As far as hedge funds are concerned, the U.S. natural gas rout is far from over.
Money managers raised bearish bets for the sixth time in seven weeks as warm weather and an ever-expanding glut of the heating fuel threatens to drag prices down to $1 per million British thermal units in the coming weeks. It’d be a record low for the benchmark futures contract that began trading in 1990.
Gas supplies are at a seasonal record as the winter has failed to deliver a chill deep and long enough to eat into the glut. Production has meanwhile continued to flow out of shale formations.

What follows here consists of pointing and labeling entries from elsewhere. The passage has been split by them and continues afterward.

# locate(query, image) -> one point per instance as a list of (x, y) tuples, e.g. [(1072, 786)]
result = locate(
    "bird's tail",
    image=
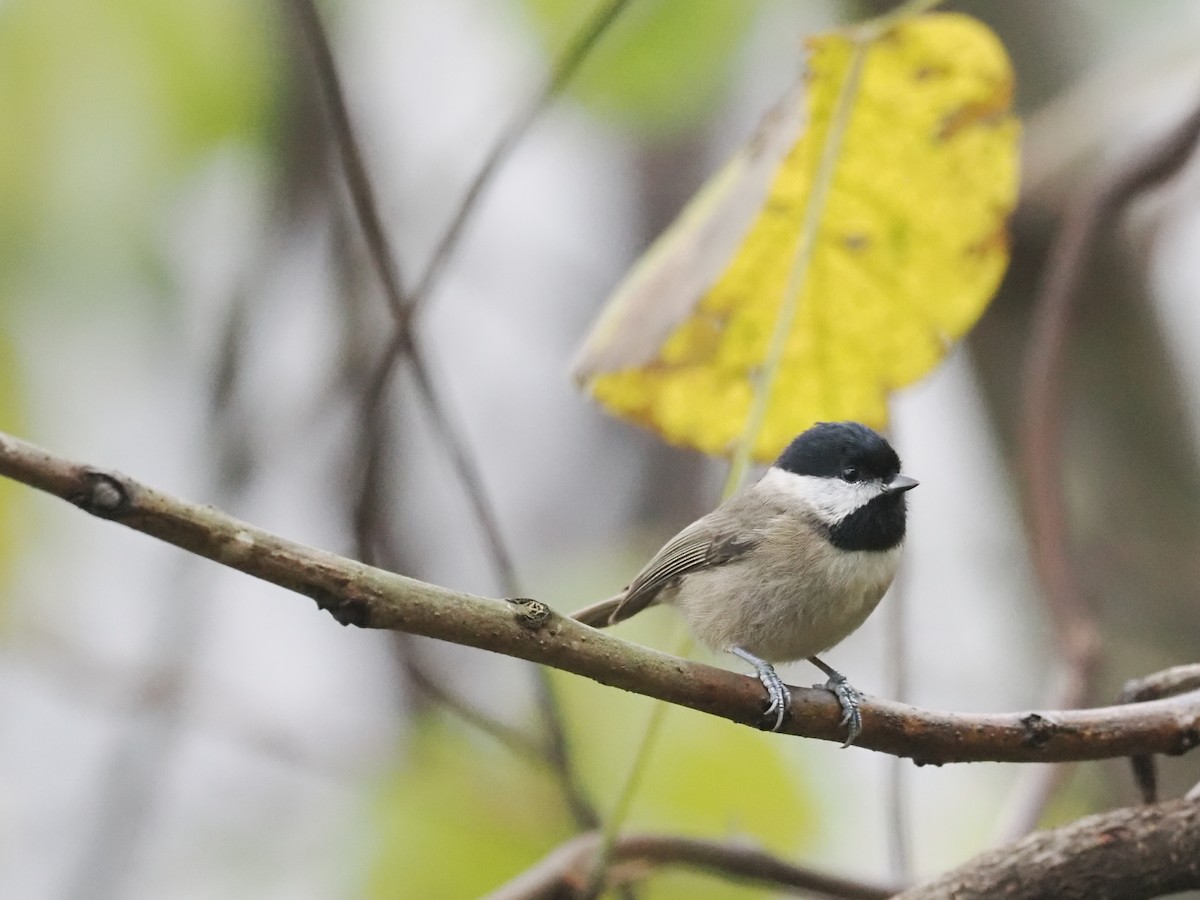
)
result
[(603, 613)]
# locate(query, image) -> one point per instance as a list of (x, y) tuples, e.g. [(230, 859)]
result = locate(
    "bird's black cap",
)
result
[(828, 449)]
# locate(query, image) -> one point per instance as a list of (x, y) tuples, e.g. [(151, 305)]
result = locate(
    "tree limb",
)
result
[(358, 594), (1120, 855), (564, 871)]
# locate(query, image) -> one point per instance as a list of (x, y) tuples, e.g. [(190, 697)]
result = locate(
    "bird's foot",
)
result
[(777, 691), (849, 699)]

With gas’s peak demand season coming to an end, prices are only poised to drop, testing new lows this spring, according to Consolidated Edison Inc. and Prestige Economics LLC.
“We can go as low as a dollar,” John Borruso, director of natural gas trading at Consolidated Edison Inc.’s competitive energy business in Valhalla, New York, said in an interview Friday. “It’s been a very slow walk down because we’ve all been reluctant to think it would go this low.”

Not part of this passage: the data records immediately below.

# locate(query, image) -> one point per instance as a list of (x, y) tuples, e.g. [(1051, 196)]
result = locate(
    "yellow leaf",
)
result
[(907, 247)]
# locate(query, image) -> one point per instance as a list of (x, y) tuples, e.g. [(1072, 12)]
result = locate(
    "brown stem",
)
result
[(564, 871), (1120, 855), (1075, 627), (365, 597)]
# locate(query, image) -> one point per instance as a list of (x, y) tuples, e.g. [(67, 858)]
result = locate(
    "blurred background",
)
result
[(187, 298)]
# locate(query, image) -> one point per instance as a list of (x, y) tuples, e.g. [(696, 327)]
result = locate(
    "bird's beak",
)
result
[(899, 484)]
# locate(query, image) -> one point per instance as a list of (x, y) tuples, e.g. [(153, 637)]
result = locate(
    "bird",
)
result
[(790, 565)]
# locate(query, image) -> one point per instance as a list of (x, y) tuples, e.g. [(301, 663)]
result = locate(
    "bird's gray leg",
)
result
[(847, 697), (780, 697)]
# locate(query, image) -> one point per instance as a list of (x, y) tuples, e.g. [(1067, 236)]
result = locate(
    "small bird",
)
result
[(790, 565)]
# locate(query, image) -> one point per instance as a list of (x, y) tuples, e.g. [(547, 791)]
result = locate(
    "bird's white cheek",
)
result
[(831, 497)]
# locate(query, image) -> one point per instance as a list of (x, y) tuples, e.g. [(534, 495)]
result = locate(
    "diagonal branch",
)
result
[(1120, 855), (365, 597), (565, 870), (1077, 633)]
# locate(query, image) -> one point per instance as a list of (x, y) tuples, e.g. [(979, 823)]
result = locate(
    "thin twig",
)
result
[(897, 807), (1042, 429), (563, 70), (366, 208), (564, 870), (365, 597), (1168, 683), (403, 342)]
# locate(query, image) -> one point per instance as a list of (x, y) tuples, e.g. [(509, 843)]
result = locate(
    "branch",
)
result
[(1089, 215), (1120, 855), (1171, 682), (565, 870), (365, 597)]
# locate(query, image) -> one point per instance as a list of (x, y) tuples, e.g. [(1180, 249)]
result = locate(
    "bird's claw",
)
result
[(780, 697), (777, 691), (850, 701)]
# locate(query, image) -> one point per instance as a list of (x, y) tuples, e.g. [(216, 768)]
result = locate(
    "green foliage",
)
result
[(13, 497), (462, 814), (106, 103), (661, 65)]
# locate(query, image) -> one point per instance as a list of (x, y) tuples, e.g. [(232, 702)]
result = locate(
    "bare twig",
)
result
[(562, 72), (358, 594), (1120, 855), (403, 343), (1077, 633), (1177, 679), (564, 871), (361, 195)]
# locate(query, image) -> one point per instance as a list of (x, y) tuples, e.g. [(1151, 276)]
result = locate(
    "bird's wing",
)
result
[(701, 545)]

Money managers increased their net-short position in U.S. gas contracts by 39 percent in the week ended March 1 to 91,219, the most since Dec. 29, according to the U.S. Commodity Futures Trading Commission. Long bets slid 4.7 percent as bearish wagers gained.
Gas futures slipped 4 cents, or 2.2 percent, to $1.742 per million Btu on the New York Mercantile Exchange in the seven days covered by the CFTC data. They touched $1.611 on Friday, the lowest intraday level since August 1998.
“This market could puke out in the next two to three months, maybe we get below a dollar,” Jason Schenker, president of Prestige Economics, said in an interview at Bloomberg’s headquarters in New York Friday. “The bears haven’t even woke up from winter hibernation. They are hungry.”